En 1605, soit quelques mois avant Janszoon, l’explorateur portugais Pedro Fernandes de Queirós, au service de l’Espagne, quitte le Pérou à la tête d’une expédition visant à trouver le mythique continent austral. Après avoir traversé l’océan Pacifique, il atteint en mai 1606 une île qu’il nomme Austrialia del Espíritu Santo (aujourd’hui Vanuatu), croyant avoir découvert l’extrémité nord d’un continent méridional. Bien que Queirós se soit trompé de localisation, son voyage a contribué à entretenir l’idée d’une Terra Australis, un continent hypothétique censé équilibrer les terres connues de l’hémisphère nord. Les cartes européennes des XVIIe et XVIIIe siècles ont souvent attribué à Queirós la découverte de l’Australie, une confusion qui s’explique par l’absence de données précises à l’époque.

Les Britanniques et l’appropriation progressive du continent

Ce n’est qu’au XVIIIe siècle que les Britanniques s’intéressent sérieusement à l’Australie, dans un contexte de rivalité coloniale avec les Néerlandais et de recherche de nouvelles terres pour les convicts (condamnés) après la perte des colonies américaines. En 1770, James Cook, lors de son premier voyage, explore et cartographie la côte est, qu’il revendique au nom de la Couronne britannique sous le nom de Nouvelle-Galles du Sud. Contrairement à Janszoon, Cook ne débarque pas sur des terres inconnues des Européens, mais il fournit des relevés précis qui serviront de base à la colonisation future. L’installation d’un premier établissement pénitentiaire à Sydney en 1788 marque le début d’une appropriation systématique du territoire, reléguant les découvertes précédentes au rang d’épisodes mineurs dans l’histoire impériale.
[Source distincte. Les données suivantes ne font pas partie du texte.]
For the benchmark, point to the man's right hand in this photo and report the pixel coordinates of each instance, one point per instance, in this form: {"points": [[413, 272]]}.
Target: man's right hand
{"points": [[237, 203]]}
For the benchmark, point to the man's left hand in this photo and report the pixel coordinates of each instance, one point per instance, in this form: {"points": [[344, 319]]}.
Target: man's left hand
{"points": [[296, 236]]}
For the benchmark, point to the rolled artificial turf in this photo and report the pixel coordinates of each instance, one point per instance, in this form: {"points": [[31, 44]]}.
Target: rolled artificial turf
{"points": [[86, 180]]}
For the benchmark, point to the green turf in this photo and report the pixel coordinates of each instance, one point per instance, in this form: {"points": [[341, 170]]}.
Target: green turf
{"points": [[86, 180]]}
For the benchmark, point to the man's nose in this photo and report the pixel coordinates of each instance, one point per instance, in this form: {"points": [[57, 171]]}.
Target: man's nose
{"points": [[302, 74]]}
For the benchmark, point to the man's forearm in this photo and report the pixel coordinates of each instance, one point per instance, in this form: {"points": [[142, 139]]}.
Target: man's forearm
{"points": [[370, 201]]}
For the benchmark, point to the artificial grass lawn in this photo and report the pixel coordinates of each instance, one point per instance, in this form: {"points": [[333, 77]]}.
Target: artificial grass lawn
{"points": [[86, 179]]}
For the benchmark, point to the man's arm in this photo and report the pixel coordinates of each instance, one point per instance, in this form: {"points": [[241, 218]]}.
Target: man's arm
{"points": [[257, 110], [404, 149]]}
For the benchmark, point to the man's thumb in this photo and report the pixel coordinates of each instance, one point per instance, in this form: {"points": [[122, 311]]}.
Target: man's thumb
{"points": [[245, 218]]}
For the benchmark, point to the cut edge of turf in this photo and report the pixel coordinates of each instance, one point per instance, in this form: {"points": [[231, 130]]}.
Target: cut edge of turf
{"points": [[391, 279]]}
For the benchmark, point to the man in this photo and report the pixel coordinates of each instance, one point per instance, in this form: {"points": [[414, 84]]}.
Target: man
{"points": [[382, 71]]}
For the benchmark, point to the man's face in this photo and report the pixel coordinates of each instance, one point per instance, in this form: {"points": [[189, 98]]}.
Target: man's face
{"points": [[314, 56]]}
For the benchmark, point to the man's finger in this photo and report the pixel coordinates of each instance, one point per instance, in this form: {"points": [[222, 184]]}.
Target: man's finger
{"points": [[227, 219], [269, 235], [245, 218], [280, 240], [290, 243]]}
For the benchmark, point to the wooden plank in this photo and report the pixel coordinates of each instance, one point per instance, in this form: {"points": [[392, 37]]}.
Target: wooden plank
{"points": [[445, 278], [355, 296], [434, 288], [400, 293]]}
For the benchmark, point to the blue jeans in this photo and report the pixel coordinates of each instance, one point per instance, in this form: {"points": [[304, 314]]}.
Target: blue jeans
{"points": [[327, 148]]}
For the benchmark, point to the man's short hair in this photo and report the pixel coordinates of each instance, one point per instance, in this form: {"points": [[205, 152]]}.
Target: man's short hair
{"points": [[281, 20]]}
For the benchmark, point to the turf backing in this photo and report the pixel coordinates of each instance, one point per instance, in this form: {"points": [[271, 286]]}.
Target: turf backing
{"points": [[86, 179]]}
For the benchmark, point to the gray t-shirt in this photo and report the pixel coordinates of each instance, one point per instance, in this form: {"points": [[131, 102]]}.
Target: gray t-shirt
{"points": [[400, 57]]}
La question des peuples autochtones et de la souveraineté

Parler de "découverte" de l’Australie par les Européens revient à ignorer plus de 65 000 ans d’histoire aborigène et insulaire. Les quelque 500 nations autochtones qui peuplaient le continent avant 1788 possédaient une connaissance approfondie de leur territoire, des saisons et des ressources naturelles. Le concept de terra nullius, utilisé pour justifier la colonisation britannique, repose sur une méconnaissance volontaire de ces sociétés complexes. Aujourd’hui, les recherches archéologiques et les récits oraux des peuples autochtones montrent que l’Australie était non seulement habitée, mais aussi culturellement et socialement organisée bien avant l’arrivée des premiers navigateurs européens. La reconnaissance de cette souveraineté précoloniale est un enjeu majeur des débats contemporains sur l’histoire et la justice sociale en Australie.